Folk songs are about the context as much as the text.
Bruce Jackson writes in the introduction to his book Wake Up Dead Man: Hard Labor and Southern Blues:
There is an important difference in our approach to art song and folk song. Art song requires that we perceive the nature of the art involved; folk song requires not only perception of the art but also the generating or supporting musical social, and historical contexts. Folk song is not simply textual, but con-textual: it does not exist—save for historians and scholars—on pages in books, or even on shiny black discs. It exists in a specific place at a specific time, it is sung by specific people for whom it has specific meanings and functions.
We can't now determine what the original context of the song was nor who wrote the Samson verse. But we do know that it existed in one or more of the places that African music thrived in America: work songs, church worship, and minstrel shows. The most obvious context is Christian and we know the Fisk Jubilee Singers (who avoided vaudeville music) used the song on tour and recorded it in 1911.
Meanwhile, Bruce Jackson also noted that two versions of the song were used by convicts in the Texas prison system. One version repeats the basic refrain and inserts various non-Biblical people into the role of witness: family, fellow-prisoners, guards, even visitors.

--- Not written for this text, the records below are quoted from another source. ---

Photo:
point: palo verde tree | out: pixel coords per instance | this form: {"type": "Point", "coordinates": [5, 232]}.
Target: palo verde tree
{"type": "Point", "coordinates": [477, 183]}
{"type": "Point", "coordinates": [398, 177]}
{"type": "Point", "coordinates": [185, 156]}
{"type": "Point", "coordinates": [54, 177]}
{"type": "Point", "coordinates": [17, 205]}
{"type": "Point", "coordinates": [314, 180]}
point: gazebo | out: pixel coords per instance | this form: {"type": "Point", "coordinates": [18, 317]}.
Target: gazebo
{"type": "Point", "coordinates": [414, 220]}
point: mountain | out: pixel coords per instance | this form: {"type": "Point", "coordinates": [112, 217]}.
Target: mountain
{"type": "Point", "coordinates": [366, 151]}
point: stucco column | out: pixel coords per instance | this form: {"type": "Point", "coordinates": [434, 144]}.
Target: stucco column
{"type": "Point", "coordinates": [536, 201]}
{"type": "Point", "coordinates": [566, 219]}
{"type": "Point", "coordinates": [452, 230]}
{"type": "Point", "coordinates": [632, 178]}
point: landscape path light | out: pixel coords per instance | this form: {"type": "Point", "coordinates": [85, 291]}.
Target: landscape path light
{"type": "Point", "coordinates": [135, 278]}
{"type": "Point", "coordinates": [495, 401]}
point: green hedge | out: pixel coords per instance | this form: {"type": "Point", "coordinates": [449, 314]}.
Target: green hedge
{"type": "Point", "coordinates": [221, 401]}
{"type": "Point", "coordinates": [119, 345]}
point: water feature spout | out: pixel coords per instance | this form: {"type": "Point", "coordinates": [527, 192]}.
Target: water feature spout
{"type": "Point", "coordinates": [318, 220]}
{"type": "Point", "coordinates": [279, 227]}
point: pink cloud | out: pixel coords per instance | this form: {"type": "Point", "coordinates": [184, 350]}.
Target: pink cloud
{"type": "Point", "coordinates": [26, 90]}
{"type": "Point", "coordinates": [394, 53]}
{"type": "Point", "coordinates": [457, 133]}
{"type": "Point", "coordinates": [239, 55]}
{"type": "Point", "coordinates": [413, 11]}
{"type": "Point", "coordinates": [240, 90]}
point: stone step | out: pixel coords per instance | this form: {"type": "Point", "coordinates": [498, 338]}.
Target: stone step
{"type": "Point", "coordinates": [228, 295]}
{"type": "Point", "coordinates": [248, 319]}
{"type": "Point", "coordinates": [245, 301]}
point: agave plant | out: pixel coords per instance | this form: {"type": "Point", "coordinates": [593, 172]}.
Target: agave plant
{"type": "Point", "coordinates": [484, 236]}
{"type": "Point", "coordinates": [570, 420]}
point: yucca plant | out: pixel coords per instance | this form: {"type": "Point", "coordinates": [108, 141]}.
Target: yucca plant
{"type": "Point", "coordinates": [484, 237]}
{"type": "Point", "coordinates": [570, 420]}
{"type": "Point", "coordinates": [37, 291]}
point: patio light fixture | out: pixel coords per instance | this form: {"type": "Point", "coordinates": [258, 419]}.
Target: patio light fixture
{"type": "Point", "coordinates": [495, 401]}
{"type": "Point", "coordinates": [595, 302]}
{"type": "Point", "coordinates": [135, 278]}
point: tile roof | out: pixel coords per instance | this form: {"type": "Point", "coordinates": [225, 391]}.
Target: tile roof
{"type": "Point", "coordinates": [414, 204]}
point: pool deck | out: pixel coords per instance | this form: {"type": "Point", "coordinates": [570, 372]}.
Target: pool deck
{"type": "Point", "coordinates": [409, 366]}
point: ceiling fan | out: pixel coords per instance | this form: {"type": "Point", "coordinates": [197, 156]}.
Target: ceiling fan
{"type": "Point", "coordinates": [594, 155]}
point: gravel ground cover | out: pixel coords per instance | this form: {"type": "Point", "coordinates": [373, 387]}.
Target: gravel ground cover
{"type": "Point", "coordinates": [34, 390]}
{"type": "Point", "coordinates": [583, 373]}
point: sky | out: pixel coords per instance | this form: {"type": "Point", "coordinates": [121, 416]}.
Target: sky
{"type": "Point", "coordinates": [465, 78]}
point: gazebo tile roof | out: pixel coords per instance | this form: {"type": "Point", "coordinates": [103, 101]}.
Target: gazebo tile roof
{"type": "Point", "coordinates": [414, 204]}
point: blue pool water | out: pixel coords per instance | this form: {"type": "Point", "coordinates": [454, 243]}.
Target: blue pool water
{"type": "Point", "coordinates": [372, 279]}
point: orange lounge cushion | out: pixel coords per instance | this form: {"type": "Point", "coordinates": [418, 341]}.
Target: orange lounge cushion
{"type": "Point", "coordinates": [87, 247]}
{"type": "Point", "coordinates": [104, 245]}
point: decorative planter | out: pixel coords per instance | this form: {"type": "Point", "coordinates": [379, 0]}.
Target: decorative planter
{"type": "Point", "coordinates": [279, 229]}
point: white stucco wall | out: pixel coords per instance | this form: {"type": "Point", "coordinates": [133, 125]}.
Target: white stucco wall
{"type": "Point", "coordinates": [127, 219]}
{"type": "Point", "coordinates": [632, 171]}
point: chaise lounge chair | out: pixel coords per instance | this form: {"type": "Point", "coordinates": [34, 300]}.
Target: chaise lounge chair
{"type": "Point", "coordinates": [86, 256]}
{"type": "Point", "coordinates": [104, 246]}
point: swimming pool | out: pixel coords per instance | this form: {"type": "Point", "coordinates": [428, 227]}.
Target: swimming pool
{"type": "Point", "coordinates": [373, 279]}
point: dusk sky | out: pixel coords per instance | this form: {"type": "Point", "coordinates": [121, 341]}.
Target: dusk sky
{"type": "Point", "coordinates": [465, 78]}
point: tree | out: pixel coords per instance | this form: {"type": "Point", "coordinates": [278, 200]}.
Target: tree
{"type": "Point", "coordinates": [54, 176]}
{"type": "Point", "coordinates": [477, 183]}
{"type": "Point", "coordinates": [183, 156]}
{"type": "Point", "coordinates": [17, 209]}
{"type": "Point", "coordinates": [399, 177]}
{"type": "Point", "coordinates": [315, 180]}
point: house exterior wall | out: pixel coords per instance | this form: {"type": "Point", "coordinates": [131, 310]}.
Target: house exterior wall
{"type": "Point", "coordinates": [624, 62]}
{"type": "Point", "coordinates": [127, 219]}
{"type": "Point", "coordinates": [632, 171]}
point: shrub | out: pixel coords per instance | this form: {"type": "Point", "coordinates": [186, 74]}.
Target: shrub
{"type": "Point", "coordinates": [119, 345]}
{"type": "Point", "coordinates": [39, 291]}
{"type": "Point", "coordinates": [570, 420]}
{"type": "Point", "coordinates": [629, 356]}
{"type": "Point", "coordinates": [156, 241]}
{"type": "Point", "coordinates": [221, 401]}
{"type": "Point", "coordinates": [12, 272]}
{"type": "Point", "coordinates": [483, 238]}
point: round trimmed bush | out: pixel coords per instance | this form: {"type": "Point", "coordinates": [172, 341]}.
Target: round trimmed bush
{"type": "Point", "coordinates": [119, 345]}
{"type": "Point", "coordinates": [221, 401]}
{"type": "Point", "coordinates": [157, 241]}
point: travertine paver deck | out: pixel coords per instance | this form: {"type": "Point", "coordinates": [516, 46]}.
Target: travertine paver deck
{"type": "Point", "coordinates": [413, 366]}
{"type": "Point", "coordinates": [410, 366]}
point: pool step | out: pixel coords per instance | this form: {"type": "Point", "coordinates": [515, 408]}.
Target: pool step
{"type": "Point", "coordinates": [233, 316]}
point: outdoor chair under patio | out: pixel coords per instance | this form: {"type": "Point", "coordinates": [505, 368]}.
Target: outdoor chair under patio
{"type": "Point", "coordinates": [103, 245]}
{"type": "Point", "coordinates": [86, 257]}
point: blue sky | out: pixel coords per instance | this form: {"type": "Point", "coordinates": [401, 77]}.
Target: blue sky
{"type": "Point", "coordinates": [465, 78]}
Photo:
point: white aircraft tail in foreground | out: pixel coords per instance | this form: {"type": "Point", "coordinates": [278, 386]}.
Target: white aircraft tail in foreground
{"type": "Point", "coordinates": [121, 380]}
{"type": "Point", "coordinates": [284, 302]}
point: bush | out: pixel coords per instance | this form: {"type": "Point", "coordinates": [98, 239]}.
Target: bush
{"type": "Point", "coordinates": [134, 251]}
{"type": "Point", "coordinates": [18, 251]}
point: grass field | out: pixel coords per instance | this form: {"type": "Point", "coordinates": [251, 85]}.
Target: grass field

In this context, the message is clear from a single line:
Anybody can be a witness ...
The other version is an adaptation of the spiritual. Jackson, analyzing the final stanza about a man who caused a stir at church (perhaps a one-man ring shout?):
All the previous stanzas are about situations in which God was involved in people's activities; this stanza suggests that the use of messengers and agents might continue.
The purpose of the song in worship.
As a work song, the purpose is to get by: make a hard day's work go a little lighter and a little more pleasant. But in the context of the church, it must have been something different. Part of the purpose might have been entertainment: the Samson verse fits the bill perfectly. But the other purpose, judging from the other stanza, must have been to remind the congregation of the Biblical stories. Since I wrote the question, I've seen verses about Moses, Ezekiel, Isaiah and Jonah which pick significant moments in their lives to put in verse. One can imagine these verses being passed from one congregation to another (and even back and forth from church to work) and thriving or dying depending on how well they were remembered.
Many of the verses show men sustained by God in hard times. Power to overcome human authority seems to comes from God Himself. Remember that the church was one of the few places a slave could be free to express himself without fear of reprisal—as long as he didn't speak rebellion against his master. So the songs seem to be coded to communicate that God can (and might very well) free people from bondage without saying it outright.
Samson empowered by God; Samson defeated by trickery.
On the one hand, God's hand was clearly on Samson during his time as judge since he was able to easily defeat the Philistines with his strength. But he also used trickery, which was his downfall in the end. When Delilah removed his hair and he became a normal man, it was as much a witness to what God had done as Methuselah living a long life. The song calls it's hearers to be witnesses to the Lord, but it assumes the audience is as powerless as Samson shorn. By implication, God might very well empower someone to become a witness by becoming strong enough to shake off the bonds of slavery and oppression.